North Korea has demanded more than 500,000 tons of oil a year in return for suspending a a plutonium-producing nuclear reactor, a Japanese daily reported Sunday. High-ranking North Korean officials, including nuclear negotiator Kim Kye-Gwan, met two US nuclear experts — former State Department official Joel Witt and Institute for Science and International Security president David Albright — last week, the influential Asahi Shimbun daily said.
The North Koreans told the US experts, who visited Pyongyang for five days from January 30, that the country would halt the plutonium-producing Yongbyon nuclear reactor if they received more than 500,000 tons of fuel oil a year or an equivalent volume of energy assistance, the Asahi said.
The two Americans met with an Asahi Shimbun reporter at Beijing airport after the visit, the report said.
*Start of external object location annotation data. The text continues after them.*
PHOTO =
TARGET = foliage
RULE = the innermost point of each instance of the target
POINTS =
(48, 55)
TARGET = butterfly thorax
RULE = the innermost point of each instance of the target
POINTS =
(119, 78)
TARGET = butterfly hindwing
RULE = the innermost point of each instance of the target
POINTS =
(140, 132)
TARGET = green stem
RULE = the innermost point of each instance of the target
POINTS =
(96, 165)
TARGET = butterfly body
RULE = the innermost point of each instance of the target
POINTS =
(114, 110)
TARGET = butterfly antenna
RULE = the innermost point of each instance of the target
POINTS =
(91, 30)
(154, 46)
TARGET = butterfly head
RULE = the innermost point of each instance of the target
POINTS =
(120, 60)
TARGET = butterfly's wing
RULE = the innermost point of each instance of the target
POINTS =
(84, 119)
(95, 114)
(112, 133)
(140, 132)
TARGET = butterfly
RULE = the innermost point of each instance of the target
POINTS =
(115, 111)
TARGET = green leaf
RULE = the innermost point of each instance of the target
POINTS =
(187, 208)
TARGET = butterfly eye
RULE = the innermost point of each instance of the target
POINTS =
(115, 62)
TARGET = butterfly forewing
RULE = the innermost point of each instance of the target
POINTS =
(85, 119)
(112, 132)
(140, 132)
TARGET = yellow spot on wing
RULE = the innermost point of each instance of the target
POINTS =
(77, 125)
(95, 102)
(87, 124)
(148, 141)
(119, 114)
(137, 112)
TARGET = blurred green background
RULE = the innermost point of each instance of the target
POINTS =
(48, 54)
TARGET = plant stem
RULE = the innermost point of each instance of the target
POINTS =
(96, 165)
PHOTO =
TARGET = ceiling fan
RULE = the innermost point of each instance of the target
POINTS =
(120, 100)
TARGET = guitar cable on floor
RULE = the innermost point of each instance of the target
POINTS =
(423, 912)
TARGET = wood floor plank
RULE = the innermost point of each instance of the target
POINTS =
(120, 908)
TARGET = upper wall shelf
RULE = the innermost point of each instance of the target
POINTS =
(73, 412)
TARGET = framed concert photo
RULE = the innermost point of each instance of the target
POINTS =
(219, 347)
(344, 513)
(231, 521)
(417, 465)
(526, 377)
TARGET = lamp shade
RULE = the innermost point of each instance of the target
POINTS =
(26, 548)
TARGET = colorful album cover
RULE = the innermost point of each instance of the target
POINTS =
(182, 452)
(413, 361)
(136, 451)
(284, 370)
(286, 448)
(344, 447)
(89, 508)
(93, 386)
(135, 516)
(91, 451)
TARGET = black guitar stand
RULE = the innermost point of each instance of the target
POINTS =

US nuclear negotiator Christopher Hill told Japan's public broadcaster NHK in Seoul: "I think we can talk about the energy assistance, but what needs to be discussed really and what needs to be resolved is to get moving on the implementation of denuclearisation."
Japan's Kyodo news agency reported, citing unnamed government sources, that Japan had decided to refuse food and energy aid to North Korea without a guarantee that the abduction issue would be resolved, even if major progress was made at the six-party nuclear talks on other issues.
North Korea admitted in 2002 that Pyongyang agents had abducted 13 Japanese in the 1970s and 1980s to train spies. It returned five of them to Japan along with their families and said the other eight had died.
But Japan believes they are still alive and suspects more Japanese nationals were kidnapped and are being kept under wraps because they know too many secrets.
The multilateral disarmament talks are set to resume on February 8 in Beijing.
Under a 1994 energy agreement, Washington promised to provide 500,000 tons of oil a year until two nuclear power plants were completed in North Korea, in a deal aimed at freezing the North's nuclear weapons activity.
But the project fell apart after the United States in October 2002 said Pyongyang had admitted running a secret uranium enrichment programme in violation of the deal.
earlier related report
NKorea depending more on China trade since nuclear test: official
Seoul (AFP) Feb 2 – North Korea has become increasingly dependent on trade with China after other nations restricted dealings following its nuclear test, a South Korean government official said Friday. The official confirmed a report by Yonhap news agency that two-way trade between China and the North had risen 21.6 percent year-on-year over the past few months.
In the three months since the October test, "North Korea's dependence on China in terms of trade increased sharply," the agency quoted an unidentified official as saying.
Another source said that from October to November 2006, the trade volume between North Korea and Japan declined 75 percent year-on-year to 7.9 million dollars.
Japan reacted more strongly than any other nation to the North's missile launches in July and subsequent nuclear test. In addition to weapons-related sanctions ordered by the United Nations, it banned North Korean goods and citizens from entering the country and barred its ships from Japanese ports.
Trade between North Korea and China rose 7.5 percent year-on-year for the whole of 2006 to 1.69 billion dollars, while trade between North Korea and Japan decreased 34 percent to 119 million dollars in the first 11 months of last year, the source said.
China is the main economic lifeline for impoverished North Korea, accounting for 40 percent of its trade as of early last year. It supported the UN sanctions against its neighbour but has not imposed any bilateral restrictions.
The source also highlighted the impact which separate US financial curbs are having on the North.
"North Korea can make financial dealings only via Russia and a few other countries because it has a lot of trouble in doing financial transactions and wooing investments since the United States imposed financial sanctions on the North in September 2005," he said.
The US blacklisted Macau's Banco Delta Asia that month, effectively freezing North Korean accounts totalling 24 million dollars there. It said it suspected the funds were the proceeds of money-laundering and counterfeiting.
The freeze has become linked to multinational efforts to negotiate an end to the North's nuclear programme. Talks on the banking curbs in Beijing this week failed to resolve the dispute.